Opponents of raising the cap justify their opposition by incorrectly claiming they are trying to stop Congress from enacting new spending. In truth, raising the cap pays for fiscal decisions enacted in prior years, often by prior presidents and prior Congresses. That is why the nonpartisan Government Accountability Office describes the debt limit as an “after-the-fact measure that restricts the Treasury’s ability to borrow to finance the decisions already enacted by Congress.”
To be sure, it is vitally important for Congress to pass tax and spending policies to control our burgeoning debt. But the debt ceiling is the wrong place to fight that battle.

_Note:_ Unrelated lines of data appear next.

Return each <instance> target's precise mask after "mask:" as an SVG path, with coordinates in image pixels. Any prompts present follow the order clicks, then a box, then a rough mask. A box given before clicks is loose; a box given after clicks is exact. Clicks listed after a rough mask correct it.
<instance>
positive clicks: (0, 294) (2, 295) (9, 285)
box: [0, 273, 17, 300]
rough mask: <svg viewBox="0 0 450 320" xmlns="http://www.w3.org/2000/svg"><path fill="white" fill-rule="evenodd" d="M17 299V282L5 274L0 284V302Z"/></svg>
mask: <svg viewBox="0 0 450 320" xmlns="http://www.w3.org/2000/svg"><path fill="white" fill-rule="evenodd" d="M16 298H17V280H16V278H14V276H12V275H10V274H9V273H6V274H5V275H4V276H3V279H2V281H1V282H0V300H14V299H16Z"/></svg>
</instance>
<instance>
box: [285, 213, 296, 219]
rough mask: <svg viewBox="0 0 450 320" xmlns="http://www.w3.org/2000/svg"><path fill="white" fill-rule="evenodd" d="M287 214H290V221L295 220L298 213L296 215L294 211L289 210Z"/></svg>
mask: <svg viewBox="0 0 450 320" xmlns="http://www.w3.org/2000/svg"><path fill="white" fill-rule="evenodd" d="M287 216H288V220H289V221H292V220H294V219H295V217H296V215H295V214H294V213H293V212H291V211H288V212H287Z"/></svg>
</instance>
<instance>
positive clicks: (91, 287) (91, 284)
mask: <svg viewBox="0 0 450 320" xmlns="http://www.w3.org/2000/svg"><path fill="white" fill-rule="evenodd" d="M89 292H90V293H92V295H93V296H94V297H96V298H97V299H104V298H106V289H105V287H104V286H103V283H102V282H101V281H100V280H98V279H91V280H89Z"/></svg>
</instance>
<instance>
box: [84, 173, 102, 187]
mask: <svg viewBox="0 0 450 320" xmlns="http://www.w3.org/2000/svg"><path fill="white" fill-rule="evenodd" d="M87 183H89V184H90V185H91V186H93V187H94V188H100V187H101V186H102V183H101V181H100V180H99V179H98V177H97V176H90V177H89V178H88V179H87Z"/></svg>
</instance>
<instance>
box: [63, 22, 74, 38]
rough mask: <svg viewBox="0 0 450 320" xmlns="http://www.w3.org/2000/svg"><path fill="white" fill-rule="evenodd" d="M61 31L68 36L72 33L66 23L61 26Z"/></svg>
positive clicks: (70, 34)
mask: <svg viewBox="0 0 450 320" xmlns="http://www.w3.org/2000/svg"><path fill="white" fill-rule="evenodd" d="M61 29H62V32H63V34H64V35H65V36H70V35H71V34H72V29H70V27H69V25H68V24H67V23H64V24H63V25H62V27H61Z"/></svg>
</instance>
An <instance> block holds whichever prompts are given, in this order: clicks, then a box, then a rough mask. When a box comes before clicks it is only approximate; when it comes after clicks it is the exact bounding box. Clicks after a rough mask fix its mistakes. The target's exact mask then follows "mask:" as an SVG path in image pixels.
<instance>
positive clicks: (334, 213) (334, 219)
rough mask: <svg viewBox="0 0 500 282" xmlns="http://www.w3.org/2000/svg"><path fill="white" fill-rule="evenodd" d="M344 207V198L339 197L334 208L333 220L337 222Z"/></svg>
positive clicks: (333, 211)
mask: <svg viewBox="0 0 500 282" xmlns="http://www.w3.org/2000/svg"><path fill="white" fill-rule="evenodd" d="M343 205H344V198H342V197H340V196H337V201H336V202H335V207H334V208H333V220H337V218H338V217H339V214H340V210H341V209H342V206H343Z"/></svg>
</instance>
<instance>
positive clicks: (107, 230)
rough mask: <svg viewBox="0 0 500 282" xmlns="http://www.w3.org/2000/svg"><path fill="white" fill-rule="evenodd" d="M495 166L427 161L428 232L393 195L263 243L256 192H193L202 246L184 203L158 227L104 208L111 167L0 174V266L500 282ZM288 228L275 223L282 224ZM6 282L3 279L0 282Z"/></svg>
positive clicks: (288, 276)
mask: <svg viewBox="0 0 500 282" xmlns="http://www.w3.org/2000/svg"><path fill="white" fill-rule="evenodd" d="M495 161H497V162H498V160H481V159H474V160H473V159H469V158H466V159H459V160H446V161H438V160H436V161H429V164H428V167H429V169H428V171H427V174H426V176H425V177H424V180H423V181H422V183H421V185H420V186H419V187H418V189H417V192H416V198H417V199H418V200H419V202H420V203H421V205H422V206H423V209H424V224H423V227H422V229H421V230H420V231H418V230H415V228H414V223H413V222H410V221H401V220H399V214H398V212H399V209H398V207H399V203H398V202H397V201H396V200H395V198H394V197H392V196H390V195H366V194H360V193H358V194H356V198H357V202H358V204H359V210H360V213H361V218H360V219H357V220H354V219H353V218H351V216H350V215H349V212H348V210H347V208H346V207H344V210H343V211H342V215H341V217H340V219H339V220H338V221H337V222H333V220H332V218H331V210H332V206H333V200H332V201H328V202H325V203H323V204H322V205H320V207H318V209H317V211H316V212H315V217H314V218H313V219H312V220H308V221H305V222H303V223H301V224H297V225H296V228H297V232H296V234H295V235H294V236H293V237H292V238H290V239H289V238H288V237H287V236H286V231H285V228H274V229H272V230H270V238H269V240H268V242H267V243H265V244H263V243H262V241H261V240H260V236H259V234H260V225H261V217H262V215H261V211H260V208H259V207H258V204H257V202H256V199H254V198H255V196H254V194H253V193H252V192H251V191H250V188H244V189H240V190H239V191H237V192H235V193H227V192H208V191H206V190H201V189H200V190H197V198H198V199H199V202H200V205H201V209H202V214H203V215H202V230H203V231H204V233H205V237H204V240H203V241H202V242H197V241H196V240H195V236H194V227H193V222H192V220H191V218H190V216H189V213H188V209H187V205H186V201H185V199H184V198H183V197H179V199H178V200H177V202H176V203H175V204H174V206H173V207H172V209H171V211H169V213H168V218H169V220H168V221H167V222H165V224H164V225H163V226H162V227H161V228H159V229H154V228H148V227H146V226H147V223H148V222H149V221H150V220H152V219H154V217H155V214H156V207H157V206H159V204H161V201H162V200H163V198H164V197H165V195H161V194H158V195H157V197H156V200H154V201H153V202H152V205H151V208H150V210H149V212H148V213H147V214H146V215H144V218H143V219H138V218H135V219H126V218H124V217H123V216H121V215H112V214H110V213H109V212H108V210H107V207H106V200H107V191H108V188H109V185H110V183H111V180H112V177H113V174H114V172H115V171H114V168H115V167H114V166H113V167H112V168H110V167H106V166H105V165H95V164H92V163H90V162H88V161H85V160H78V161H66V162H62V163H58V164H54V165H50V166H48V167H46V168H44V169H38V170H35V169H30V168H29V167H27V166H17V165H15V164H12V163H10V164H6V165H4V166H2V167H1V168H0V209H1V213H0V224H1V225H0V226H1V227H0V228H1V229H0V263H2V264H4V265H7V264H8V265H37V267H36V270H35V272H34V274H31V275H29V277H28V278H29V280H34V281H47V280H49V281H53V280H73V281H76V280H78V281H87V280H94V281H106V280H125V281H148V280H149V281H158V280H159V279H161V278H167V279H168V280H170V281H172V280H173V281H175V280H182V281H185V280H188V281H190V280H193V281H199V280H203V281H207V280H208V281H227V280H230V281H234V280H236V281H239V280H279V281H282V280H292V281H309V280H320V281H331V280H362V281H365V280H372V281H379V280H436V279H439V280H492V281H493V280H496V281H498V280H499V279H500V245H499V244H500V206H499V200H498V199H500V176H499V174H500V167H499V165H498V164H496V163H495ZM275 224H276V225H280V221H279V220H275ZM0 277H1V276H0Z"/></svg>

I experienced the terrifying prospect of default up close during the two decades I served as the House Budget Committee’s Democratic staff director. On several occasions when they were in the majority, congressional Republicans issued outrageous demands as their price for raising the limit. The closest we came to real calamity was in 2011 when Standard & Poor’s dropped our nation’s credit rating, interest rates jumped, the stock market took a deep dive and the resulting debacle cost taxpayers almost $2 billion. Eventually cooler Republican heads prevailed and they backed down.
But the threat of default is far more dangerous this year. First the Republican majority will be its narrowest in decades and the new likely Republican speaker will be weak and inexperienced. With a margin of only a few votes, the speaker will depend for power on extreme Republican members such as Marjorie Taylor Greene. That gives those voices the kind of outsized influence that Democratic Sen.Joe Manchin has held over Democrats in the evenly divided Senate.
Moreover, the new Republican majority is considerably more conservative than their colleagues a decade ago. Two-thirds of them are election deniers, more than the last Congress and many of them owe their elections to Donald Trump. Even if the likely new Republican House Speaker, Kevin McCarthy, wants to back down on the most controversial cuts, members of his conference may not let him. What’s worse, Senate Republicans will try to block any effort to raise the cap until the new House Republican majority takes control.
The good news is that Democrats have the power to raise it on their own by using a special process called budget reconciliation — but only if every Senate Democrat supports it. And at least one Democrat, Manchin , has reportedly expressed his opposition.
Even if Manchin signs off, passing a reconciliation bill can consume as much as two weeks of congressional floor time, which takes us close to Jan. 3. The American people should send a message to Senate Republicans to drop their threat to block a debt ceiling increase. And if the Republicans will not listen, the American people should send an urgent message to Democrats to raise the debt urgently before the clock hits midnight.